Claudia cerró con premura los párpados, pero ya era demasiado tarde para taponar la riada de lágrimas que comenzó a desplomarse por sus empolvadas mejillas, abriendo un cauce en su maquillaje que se apresuró a secar con un pañuelo extraído de su bolso.
El Santo Padre se levantó, llenó un vaso de agua y se lo ofreció al tiempo que tomaba asiento a su lado en el sofá.
—Bebe, te ayudará a relajarte… y respira hondo…
—Gracias.
—Claudia… Dios nos ha pedido un sacrificio muy duro a los dos y seguro que ha sido por algo… por algo importante… Nada ocurre en la vida de los hombres por casualidad… Todo lo que nos ha sucedido debe tener algún sentido… A veces pienso que… que nuestro sacrificio va a servir para que la Iglesia sea mejor… No puede resultar inútil tanto sufrimiento personal…
—Ojalá lleves razón… Pero para mí, Jorge, no tiene sentido nada. No tiene sentido que me haya enamorado de ti y te haya perdido de una forma… de una forma tan… tan absurda. ¿Por qué Dios, si te tenía destinado al Papado…, ha permitido que nos conozcamos y nos enamoremos…? ¿Sólo para sufrir…? ¿Por qué le dais en la Iglesia tanto valor al sufrimiento…, a algo que es absolutamente negativo…?
—Se me viene a la cabeza… —le cogió la mano para intentar, aunque en vano, serenarla—. Se me viene a la cabeza una frase… Dios escribe…
—¡No hace falta que la digas, la conozco a la perfección! ¡Dios escribe derecho con renglones torcidos! Eso es lo que decís los curas cuando no podéis explicar una situación difícil. ¡Así os quedáis tan tranquilos! ¡Pues no, no acepto que pudiendo escribir derecho se escriba torcido! —se indignó y le sirvió de válvula de escape para relajar su elevada combustión interior.

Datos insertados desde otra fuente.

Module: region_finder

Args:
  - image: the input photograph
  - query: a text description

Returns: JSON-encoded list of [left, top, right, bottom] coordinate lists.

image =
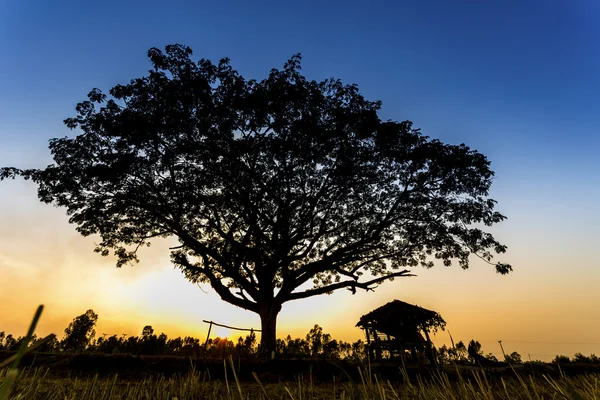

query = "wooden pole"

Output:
[[498, 340, 506, 361], [204, 321, 213, 357]]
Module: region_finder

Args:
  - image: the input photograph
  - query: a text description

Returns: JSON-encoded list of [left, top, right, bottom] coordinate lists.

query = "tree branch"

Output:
[[282, 269, 416, 301]]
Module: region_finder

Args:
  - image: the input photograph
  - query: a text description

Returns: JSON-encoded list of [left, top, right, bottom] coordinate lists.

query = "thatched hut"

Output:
[[356, 300, 446, 365]]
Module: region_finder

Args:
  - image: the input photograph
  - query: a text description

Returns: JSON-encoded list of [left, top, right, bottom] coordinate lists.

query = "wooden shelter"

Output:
[[356, 300, 446, 365]]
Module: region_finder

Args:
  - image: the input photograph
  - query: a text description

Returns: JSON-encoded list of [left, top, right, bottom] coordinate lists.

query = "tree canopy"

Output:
[[0, 45, 511, 352]]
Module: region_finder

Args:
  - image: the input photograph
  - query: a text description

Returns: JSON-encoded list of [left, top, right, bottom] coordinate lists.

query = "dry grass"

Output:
[[0, 306, 600, 400]]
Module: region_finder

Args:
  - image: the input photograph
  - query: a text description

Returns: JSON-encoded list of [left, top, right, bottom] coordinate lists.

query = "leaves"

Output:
[[0, 45, 512, 318]]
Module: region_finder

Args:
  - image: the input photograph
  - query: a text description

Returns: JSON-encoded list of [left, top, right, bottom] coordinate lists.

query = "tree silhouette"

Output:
[[62, 310, 98, 351], [0, 45, 511, 354]]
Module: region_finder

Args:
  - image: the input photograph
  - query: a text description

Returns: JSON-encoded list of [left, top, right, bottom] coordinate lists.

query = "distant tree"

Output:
[[467, 340, 482, 361], [504, 351, 522, 364], [4, 333, 21, 351], [0, 45, 511, 354], [306, 324, 323, 358], [32, 336, 60, 353], [61, 310, 98, 351], [453, 340, 469, 361], [142, 325, 154, 339], [96, 335, 123, 354], [552, 355, 571, 364], [573, 353, 591, 364]]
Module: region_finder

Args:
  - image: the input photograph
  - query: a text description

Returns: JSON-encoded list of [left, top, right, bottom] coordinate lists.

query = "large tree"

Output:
[[0, 45, 511, 354]]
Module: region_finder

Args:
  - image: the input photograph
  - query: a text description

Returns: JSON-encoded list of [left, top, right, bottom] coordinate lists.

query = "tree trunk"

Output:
[[259, 304, 281, 359]]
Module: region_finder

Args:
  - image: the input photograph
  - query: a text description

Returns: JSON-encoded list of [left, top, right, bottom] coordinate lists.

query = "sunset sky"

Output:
[[0, 0, 600, 360]]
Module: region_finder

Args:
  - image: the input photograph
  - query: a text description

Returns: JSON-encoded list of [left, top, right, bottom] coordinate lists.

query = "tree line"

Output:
[[0, 310, 600, 364]]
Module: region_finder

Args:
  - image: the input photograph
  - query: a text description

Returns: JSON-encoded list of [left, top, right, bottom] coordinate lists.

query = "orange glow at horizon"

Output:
[[0, 182, 600, 360]]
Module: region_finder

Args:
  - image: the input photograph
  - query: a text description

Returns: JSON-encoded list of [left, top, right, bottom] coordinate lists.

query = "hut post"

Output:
[[423, 328, 438, 368]]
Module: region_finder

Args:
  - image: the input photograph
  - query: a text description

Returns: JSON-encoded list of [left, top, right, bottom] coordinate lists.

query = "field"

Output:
[[0, 354, 600, 400]]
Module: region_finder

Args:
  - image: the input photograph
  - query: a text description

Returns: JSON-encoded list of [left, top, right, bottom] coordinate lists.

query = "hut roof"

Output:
[[356, 300, 446, 335]]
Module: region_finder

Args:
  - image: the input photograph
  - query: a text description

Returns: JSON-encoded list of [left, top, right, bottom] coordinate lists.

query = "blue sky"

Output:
[[0, 0, 600, 360]]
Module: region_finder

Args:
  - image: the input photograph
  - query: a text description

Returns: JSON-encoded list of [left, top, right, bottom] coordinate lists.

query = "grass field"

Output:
[[0, 359, 600, 400], [0, 306, 600, 400]]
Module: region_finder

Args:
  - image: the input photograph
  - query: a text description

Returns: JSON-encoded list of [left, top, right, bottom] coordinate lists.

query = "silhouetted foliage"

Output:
[[0, 45, 511, 354], [61, 310, 98, 351]]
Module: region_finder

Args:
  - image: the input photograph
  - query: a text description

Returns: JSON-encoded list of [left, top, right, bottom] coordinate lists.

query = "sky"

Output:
[[0, 0, 600, 360]]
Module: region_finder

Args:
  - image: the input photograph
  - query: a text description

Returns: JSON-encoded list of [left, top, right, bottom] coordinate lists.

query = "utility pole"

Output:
[[498, 340, 506, 360]]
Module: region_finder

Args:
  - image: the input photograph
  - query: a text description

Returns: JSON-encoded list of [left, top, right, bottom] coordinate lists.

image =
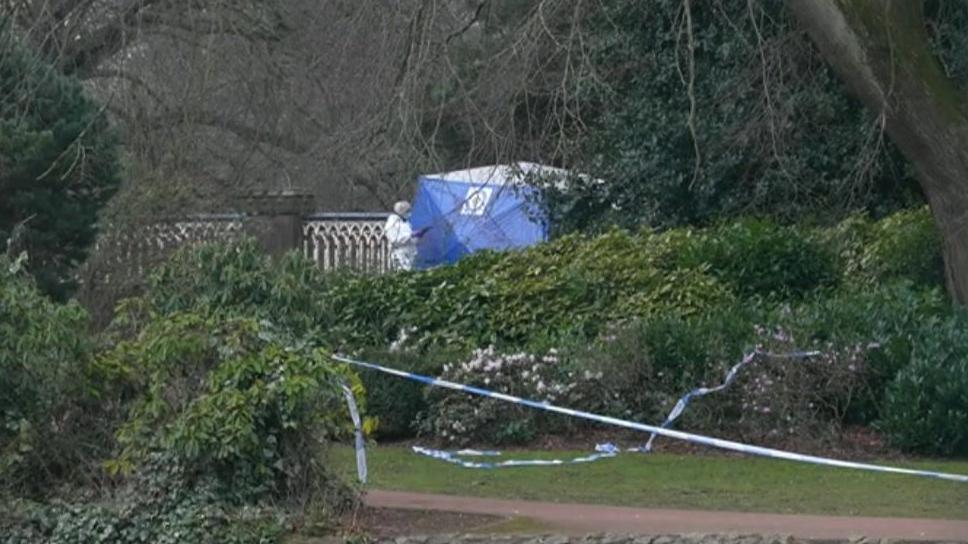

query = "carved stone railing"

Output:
[[303, 213, 390, 273], [82, 214, 243, 283], [78, 209, 389, 285]]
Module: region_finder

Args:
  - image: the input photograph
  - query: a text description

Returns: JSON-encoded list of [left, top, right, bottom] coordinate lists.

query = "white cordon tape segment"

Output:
[[631, 349, 820, 453], [413, 349, 820, 469], [342, 383, 366, 484], [413, 446, 618, 468], [333, 355, 968, 483]]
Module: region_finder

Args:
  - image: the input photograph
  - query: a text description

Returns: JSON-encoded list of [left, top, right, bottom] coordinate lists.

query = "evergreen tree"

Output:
[[0, 20, 120, 298]]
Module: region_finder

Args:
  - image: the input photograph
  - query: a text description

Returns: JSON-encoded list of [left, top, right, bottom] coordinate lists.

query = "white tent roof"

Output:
[[424, 161, 569, 185]]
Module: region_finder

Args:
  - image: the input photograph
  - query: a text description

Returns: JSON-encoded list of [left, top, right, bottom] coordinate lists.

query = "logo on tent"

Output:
[[460, 187, 494, 215]]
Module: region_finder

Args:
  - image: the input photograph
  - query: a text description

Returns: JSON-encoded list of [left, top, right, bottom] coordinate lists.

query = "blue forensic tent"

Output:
[[410, 162, 567, 268]]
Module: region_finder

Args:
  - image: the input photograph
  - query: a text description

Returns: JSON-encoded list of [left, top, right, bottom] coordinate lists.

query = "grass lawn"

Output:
[[331, 446, 968, 519]]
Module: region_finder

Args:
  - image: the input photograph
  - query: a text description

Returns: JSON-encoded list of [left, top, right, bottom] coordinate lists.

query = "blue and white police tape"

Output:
[[343, 383, 366, 484], [333, 355, 968, 483], [413, 446, 618, 468], [380, 349, 820, 469], [629, 349, 820, 453]]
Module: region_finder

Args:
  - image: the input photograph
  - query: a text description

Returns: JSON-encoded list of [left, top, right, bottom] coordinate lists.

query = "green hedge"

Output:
[[0, 254, 102, 495], [123, 209, 950, 454]]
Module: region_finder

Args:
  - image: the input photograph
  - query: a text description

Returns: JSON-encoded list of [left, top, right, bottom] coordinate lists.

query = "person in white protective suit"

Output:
[[383, 200, 426, 270]]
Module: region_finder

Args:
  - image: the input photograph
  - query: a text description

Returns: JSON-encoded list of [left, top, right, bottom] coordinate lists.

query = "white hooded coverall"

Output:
[[383, 213, 417, 270]]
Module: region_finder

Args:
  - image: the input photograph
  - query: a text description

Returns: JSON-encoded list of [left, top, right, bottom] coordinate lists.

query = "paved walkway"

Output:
[[366, 491, 968, 542]]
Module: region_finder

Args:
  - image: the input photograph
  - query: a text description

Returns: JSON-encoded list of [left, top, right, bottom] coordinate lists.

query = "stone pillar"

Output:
[[240, 191, 315, 257]]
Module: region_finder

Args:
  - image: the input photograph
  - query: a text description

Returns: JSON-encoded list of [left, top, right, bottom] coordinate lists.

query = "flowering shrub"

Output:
[[707, 326, 876, 443], [422, 347, 607, 446]]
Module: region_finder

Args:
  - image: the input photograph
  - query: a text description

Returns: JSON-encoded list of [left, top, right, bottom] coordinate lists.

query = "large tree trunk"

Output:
[[786, 0, 968, 303]]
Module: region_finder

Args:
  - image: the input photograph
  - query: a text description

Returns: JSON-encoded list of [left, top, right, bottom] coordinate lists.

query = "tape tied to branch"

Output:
[[333, 355, 968, 483]]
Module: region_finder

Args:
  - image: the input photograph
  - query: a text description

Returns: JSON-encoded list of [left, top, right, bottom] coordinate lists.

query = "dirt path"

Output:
[[366, 491, 968, 542]]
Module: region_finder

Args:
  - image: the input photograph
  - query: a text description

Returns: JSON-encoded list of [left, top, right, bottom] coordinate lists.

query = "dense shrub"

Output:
[[821, 207, 944, 286], [564, 305, 758, 422], [0, 255, 110, 495], [327, 230, 732, 349], [0, 22, 121, 299], [881, 311, 968, 455], [0, 463, 288, 544], [678, 219, 838, 296], [421, 347, 608, 446], [98, 313, 359, 504]]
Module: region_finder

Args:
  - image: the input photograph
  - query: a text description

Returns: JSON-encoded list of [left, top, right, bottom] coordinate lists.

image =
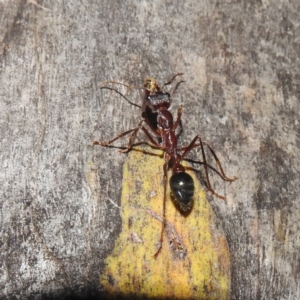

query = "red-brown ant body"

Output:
[[94, 73, 237, 258]]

Jorge Darío cerró los ojos mientras exhalaba una claudicación sonora, consciente de que intentaba restañar una herida que estaba tan abierta y sangrante como la noche de su elección papal.
—Lo siento, no he querido hacerte daño.
Claudia reunió las mustias fuerzas diseminadas por su ánimo y logró sobreponerse, a duras penas, al naufragio de toda la entereza con la que se había preparado para la cita.
—Perdóname tú a mí, no he debido comportarme como una adolescente. Bastantes problemas debes tener tú para cargar con los míos.
Adriano VII le volvió a coger las manos y se aferró a sus ojos.
—Con los nuestros, con nuestros problemas… Y ahora vamos a olvidarlos. A ver… sonríe… Sonríe, por favor… Te lo pide el Papa… el Sumo Pontífice… Adriano VII… el sucesor de San Pedro… el Obispo de Roma… el Vicario de Cristo en la Tierra… el Jefe de Estado del Vaticano…
A medida que iba enumerando sus títulos, adornándolos con teatralidad inequívocamente porteña, Claudia no pudo evitar que el humor de Jorge Darío desactivara la angustia que se había enrocado en su ánimo. La mueca del llanto se transformó en sonrisa y ésta engordó hasta convertirse en una pequeña pero relajante carcajada. Fue como si todas las constelaciones volvieran a encenderse en el hermoso firmamento de su rostro.
—Eso está mejor…
—Eres… Eres único…
—Sí, porque si fuéramos dos, tendríamos un cisma —ironizó Su Santidad—. Bien, y ahora, ¿quieres hablarme de eso tan importante que tenías que contarme?
Claudia se había olvidado por completo del motivo de su visita y, al recordarlo, el miedo dinamitó las ya muy debilitadas esclusas de sus ojos. Rompió a llorar de nuevo y se aferró a Jorge Darío con la angustia y desesperación de un náufrago a su tabla de salvación bamboleada por olas turbulentas.
2
Tony Mortimer aterrizó en Leonardo da Vinci a las cuatro de la tarde y se hospedó en el hotel Cicerone, en la calle del mismo nombre, a unos metros de la Piazza del Popolo.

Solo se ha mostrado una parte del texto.